Calcio: il “loco” Bielsa non si smentisce neanche a Lille

Bielsa

Fedele alla propria immagine costruita nel tempo, Marcelo Bielsa ha portato con sè i suoi modi bruschi anche nella nuova esperienza in Francia.

“Loco” fino alla fine, l’argentino Marcelo Bielsa. Il nuovo allenatore del Lille, squadra della Ligue 1 francese, in sole due settimane ne ha già combinate due delle sue. Prima, non si è presentato al ritrovo ufficiale della squadra fissato al 20 Giugno e poi, nelle ultime ore, ne ha fatta una ancora più grossa.

La sua imprevedibilità è oramai nota, ne sanno qualcosa i tifosi della Lazio, ma mentre la sua assenza al primo giorno di ritiro è stata motivata con la triste scomparsa della madre, l’epurazione di ben 11 giocatori della rosa non ha ancora una motivazione certa.

I dirigenti del Lille sapevano a cosa andavano incontro, e in base a questo gli avevano dato carta bianca.
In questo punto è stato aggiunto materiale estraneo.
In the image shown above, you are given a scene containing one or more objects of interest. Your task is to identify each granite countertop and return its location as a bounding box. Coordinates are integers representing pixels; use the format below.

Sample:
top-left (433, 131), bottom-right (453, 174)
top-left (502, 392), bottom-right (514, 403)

Tanto bianca da consentirgli di smantellare una squadra partendo dal suo pezzo più famoso, quell’Eder che con la sua rete ha consegnato al Portogallo l’ultima edizione dell’Europeo.

Insieme a lui sono stati allontanati il portiere nigeriano Enyeama (100 presenze con la Nazionale del proprio Paese), Mavuba, ex capitano del club, Marko Basa, con oltre 250 presenze in Ligue 1, Mavrin Martin, Julian Palmieri, Eric Bautheac, Junior Tallo, Naim Sliti, Stoppila Sunzu e Lenny Nangis.

In parte sono stati spediti ad allenarsi con il club affiliato al Lille in quarta divisione, mentre ad altri è stato addirittura cancellato il posto auto e tolto il nome dalla maglia con effetto immediato.

Nessuno tra dirigenti e staff tecnico si è espresso ancora su questo “terremoto” mentre Julian Palmieri, uno degli undici epurati da Bielsa, ha raccontato che i calciatori ostracizzati sono “entrati attraverso una porta sul retro. Noi non abbiamo accesso al parcheggio o numeri sulle maglie. E’ piuttosto divertente. Vedete i vostri amici, i vostri vecchi vestiti, il vostro parcheggio …“.

Bielsa sa quello che fa e avrà avuto i suoi buoni motivi per optare per una scelta così drastica, finalizzata solo al bene della squadra. Almeno è quanto si spera.